El regulador financiero chileno inició gestiones con industrias y autoridades de ciberseguridad luego de advertencias internacionales sobre Mythos, un modelo de IA capaz de identificar y explotar vulnerabilidades de forma autónoma, lo que llevó a su no liberación pública.
La Comisión para el Mercado Financiero (CMF) confirmó que activó un monitoreo interno tras conocer preliminarmente los riesgos asociados a Mythos, el más reciente modelo de inteligencia artificial desarrollado por la empresa Anthropic. La medida fue adoptada siguiendo algunas advertencias y reacciones internacionales sobre las capacidades del sistema y su potencial impacto en infraestructuras críticas.
De acuerdo con lo citado por el medio Emol durante la semana, el organismo indicó que “tras tomar conocimiento de esta situación, la CMF se contactó con actores de las industrias supervisadas y con la Agencia Nacional de Ciberseguridad, de manera de monitorear la posible exposición a este nuevo motor de IA”. Con esta acción, la CMF busca levantar información sobre eventuales riesgos en entidades financieras locales y evaluar posibles medidas.
La preocupación del ente regulador en Chile se produce en paralelo a otras reacciones similares en otros países, especialmente en los Estados Unidos, donde el Departamento del Tesoro y la Reserva Federal convocaron de forma urgente a ejecutivos de grandes instituciones financieras, incluyendo Goldman Sachs, Citigroup y Bank of America, para advertir sobre los alcances del modelo. A esta instancia se sumaron posteriormente autoridades de Canadá y Reino Unido.
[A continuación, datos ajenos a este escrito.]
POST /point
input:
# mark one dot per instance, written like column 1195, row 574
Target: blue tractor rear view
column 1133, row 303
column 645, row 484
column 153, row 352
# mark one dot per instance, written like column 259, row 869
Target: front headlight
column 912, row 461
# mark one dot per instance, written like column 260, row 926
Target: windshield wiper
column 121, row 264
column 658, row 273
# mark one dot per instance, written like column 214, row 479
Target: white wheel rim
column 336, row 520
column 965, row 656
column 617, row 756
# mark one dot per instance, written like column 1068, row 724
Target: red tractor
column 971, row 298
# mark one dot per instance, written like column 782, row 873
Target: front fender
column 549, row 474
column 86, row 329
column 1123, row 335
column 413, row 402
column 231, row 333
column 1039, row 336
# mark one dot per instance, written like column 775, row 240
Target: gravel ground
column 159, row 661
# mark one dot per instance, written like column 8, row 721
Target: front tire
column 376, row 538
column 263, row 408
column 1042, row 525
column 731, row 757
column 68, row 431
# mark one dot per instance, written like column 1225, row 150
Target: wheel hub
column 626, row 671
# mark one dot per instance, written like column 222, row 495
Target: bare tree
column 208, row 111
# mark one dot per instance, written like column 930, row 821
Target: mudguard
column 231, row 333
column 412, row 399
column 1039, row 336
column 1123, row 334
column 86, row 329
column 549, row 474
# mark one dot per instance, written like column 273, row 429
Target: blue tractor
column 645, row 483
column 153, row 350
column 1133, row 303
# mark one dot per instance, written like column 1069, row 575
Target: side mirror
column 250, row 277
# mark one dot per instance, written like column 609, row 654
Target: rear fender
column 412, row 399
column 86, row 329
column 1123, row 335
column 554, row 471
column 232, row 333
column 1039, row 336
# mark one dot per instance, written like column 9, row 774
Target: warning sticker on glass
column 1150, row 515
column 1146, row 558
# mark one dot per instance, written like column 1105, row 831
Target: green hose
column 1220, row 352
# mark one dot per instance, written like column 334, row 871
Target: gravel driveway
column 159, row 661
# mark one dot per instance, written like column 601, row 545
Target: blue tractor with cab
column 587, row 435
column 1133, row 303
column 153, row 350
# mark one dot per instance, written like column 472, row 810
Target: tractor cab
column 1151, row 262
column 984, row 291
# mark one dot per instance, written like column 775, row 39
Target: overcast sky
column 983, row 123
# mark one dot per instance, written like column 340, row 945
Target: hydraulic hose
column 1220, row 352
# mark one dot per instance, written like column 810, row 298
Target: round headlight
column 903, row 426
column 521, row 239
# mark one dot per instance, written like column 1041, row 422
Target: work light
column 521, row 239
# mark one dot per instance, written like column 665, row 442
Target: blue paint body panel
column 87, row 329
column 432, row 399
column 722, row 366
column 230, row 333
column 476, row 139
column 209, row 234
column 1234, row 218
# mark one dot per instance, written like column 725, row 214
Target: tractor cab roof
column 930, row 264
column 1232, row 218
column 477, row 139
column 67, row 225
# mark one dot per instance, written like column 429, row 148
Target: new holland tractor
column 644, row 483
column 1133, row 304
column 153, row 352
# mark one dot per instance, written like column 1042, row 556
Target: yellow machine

El foco de las alertas está en las capacidades técnicas de Mythos. Algunos antecedentes indican que el sistema sería capaz de identificar y explotar vulnerabilidades en sistemas operativos y navegadores web sin intervención humana directa. Estas características habrían llevado a la empresa Anthropic a optar por no lanzar el modelo al público general.
Muchas entidades reaccionaron con preocupación ante el anuncio, especialmente entre organismos regulatorios, mientras que desde la compañía se ha indicado que existieron advertencias previas a entidades gubernamentales en los Estados Unidos sobre sus posibles riesgos.
En el ámbito local, la CMF recalcó que la situación está siendo observada en coordinación con otros actores. La entidad también señaló que “le corresponde velar porque todos los riesgos, incluidos los relacionados con el uso de la IA, sean adecuadamente abordados por las entidades locales, tanto desde su gestión como desde la transparencia de la información hacia sus clientes y el público en general”.
No obstante, algunas voces han planteado reparos frente a la magnitud de la reacción. El exvicepresidente de la CMF, Christian Larraín, cuestionó a través de una columna en el medio ExAnte el alcance de las medidas señalando que podría existir una sobrerreacción frente a un desarrollo que aún no ha sido liberado públicamente. En esa línea, sostuvo que la discusión debería centrarse en evaluar evidencia concreta de riesgo más que en escenarios potenciales.
Algunos expertos en ciberseguridad locales e internacionales también comentaron sobre la alarma generada tras el anuncio. Muchos de ellos coincidieron en señalar que el caso podría estar sobredimensionado y que parte de la narrativa en torno a Mythos podría responder a una estrategia comunicacional, cuestionando incluso si esto se trataba de “un movimiento de relaciones públicas más que una amenaza inmediata”, en referencia al proyecto de demostración asociado al modelo.
Otros especialistas han advertido que, si bien las capacidades descritas son relevantes, existe debate respecto a si representan un cambio sustantivo frente a herramientas ya existentes. En esa línea, se ha planteado que las advertencias deben ser evaluadas con cautela mientras no exista disponibilidad abierta del sistema ni evidencia de explotación en entornos reales.
Más allá de la postura tomada por la CMF así como por otros organismos internacionales, la situación abrió un debate relevante sobre el rol de los reguladores frente a tecnologías emergentes, su impacto en el mercado y la velocidad con la que estas entidades deben actuar ante escenarios de riesgo potencial.